Killed, 2; wounded 37; total 114; missing, 2 camp officers; aggregate, 116.  

Captain Cyrus Strouse, Company K, and Second Lieutenant Alexander W. Selfridge, Company H, missing.  

            The following is a complete list of the officers and privates of the companies of Colonel Murphy's Regiment, who were at the Battle of Front Royal, and who have returned safely to camp:  

            Captain D. M. Lane, Corporal E. Lewis, Sergeant W. Harrington, Corporal T. Holloway, Privates W. Geddis, S. Goule, J. Dougherty, C. Mallor, H. Atholt, W. McLaughlin, J. Luthinburg, E. Colton, D. Amsted, P. McGowen and T. Pay.  

            The Methodist Protestant Church in this place is now used for surgical cases, and is under the charge of Dr. J. Edward Warmer, of Baltimore.  The men recline upon the pews and are properly attended to my male and female nurses.  

            Among the missing officers are Captain Charles B. Penrose, of Philadelphia, and Capt. Crittenden of the Quartermaster's Department.  Both, however, are confidently believed to be well, although prisoners.  
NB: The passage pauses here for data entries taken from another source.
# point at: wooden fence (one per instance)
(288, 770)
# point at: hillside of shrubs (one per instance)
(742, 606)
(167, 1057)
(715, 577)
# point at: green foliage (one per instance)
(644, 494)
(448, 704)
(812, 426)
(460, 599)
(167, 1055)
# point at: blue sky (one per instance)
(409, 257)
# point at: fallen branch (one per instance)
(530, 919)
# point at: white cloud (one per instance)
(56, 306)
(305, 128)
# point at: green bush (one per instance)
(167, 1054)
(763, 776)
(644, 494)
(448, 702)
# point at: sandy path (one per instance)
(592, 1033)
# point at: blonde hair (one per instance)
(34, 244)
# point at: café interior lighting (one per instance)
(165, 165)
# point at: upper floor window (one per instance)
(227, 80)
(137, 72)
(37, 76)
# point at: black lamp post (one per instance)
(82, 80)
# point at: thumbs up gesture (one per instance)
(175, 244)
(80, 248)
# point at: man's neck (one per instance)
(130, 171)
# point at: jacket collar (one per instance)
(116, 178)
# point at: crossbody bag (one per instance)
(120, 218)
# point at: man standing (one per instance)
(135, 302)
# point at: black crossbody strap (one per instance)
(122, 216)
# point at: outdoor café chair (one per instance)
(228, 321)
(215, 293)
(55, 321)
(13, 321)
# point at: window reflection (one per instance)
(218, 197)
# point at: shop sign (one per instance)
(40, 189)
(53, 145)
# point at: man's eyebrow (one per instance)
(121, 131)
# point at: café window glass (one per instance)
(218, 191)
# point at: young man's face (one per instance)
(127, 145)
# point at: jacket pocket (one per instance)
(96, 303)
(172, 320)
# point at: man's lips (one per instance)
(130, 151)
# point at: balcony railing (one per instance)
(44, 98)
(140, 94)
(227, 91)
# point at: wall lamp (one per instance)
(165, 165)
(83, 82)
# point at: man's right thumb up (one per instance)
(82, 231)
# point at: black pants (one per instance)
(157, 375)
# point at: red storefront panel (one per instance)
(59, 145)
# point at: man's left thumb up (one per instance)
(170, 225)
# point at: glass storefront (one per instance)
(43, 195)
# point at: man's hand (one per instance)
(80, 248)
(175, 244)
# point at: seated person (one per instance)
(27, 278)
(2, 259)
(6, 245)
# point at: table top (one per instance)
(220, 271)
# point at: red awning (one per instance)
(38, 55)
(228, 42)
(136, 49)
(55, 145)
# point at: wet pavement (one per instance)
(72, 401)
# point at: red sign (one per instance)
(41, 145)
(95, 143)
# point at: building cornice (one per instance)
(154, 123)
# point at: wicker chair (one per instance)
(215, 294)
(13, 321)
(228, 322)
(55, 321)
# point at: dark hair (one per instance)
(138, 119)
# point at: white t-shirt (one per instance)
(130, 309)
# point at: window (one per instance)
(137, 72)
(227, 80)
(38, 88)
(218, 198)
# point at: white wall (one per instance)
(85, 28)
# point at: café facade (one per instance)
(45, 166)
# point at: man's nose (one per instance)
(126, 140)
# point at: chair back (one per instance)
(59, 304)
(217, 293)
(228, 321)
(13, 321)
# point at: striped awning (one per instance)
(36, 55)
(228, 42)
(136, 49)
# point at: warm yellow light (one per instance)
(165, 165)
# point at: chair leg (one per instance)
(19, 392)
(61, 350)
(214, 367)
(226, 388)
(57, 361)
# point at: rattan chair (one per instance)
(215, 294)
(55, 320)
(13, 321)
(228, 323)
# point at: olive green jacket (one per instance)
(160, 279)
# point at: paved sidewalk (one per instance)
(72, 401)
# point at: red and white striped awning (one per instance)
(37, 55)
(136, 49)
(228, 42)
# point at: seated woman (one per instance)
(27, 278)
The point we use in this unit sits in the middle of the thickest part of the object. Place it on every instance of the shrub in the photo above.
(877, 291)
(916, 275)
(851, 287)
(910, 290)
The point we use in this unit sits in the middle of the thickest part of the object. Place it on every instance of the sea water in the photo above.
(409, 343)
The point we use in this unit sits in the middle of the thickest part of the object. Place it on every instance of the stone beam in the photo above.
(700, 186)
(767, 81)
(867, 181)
            It is estimated that at least five thousand contrabands accompanied our army on its return.  Many brought valuable horses with them, while the number of wagons confiscated by them is very large.  The negroes at first occupied the fields and roadside near Williamsport, but yesterday they took up the line of march for Chambersburg and Carlisle.  

FIRST BRIGADE--ACTING BRIGADIER GEN. DONNELLY.    

Forty-sixth Pennsylvania Regiment – 3 killed, 37 wounded and 76 missing.

Twenty-eighth New York – 2 wounded, 79 missing.

Fifth Connecticut – 1 killed, 12 wounded and 9 missing.

Total – 4 killed, 47 wounded and 251 missing.

 

THIRD BRIGADE-- ACTING BRIGADIER-GEN. GORDEN.  

Twenty-seventh Indiana – 3 killed, 17 wounded and 104 missing.

Twenty-ninth Pennsylvania – 2 killed, 5 wounded and 167 missing. 

Company G, is not included in above, but it is said to have 2 officers and 70 privates missing.

Second Massachusetts – 13 killed, 47 wounded and 80 missing.

Third Wisconsin – 4 killed, 11 wounded and 80 missing.

Cothran's New York Battery – 2 killed, 3 wounded and 4 missing.  

Officers – Captain Mudge and Lieutenant Crowinshield, of the Second Massachusetts;  Captain Robb and Wilcoxsen, and Lieutenant Van Buskirk, of the Twenty-seventh Indiana; Lieut. Bently, of the Third Wisconsin; and Lieutenants Hodgkins and Winegar, of the Battery, are wounded, Major Dwight and Surgeons Leland and Stone of the Second Massachusetts;  Captain Hammer and Lieutenant Spencer, of the Third Wisconsin; Colonel Murphy and Lieutenants Linton, Goldsmith, Johnson, and McGuigan are missing.           

Best's Battery also lost one killed, two wounded and two missing, and Dr. Adolphus is also missing.  

The lists of casualties in the cavalry regiments have not thus far been able to obtain.  The First Vermont Cavalry suffered probably most severely.  Their loss is eight killed, thirteen wounded, and one hundred two missing.  Among the latter are Major Collins and Captain Bean, both of whom are supposed to be killed.  The commander of this regiment is Colonel Tompkins the gallant officer who some months since made the brilliant dash into Fairfax Court House.  

The rebel regiments which suffered most during Sunday's fight, was pronounced by one of their wounded, to be the Twenty-seventh North Carolina.  The Forty-sixth Pennsylvania and Fifth Connecticut mowed them down, as they advanced, like grass before the scythe.  Strange to say, although Jackson's army has been composed heretofore of Virginia troops, prisoners now state that no soldiers from the Old Dominion were in the recent engagements, although Jackson himself was there.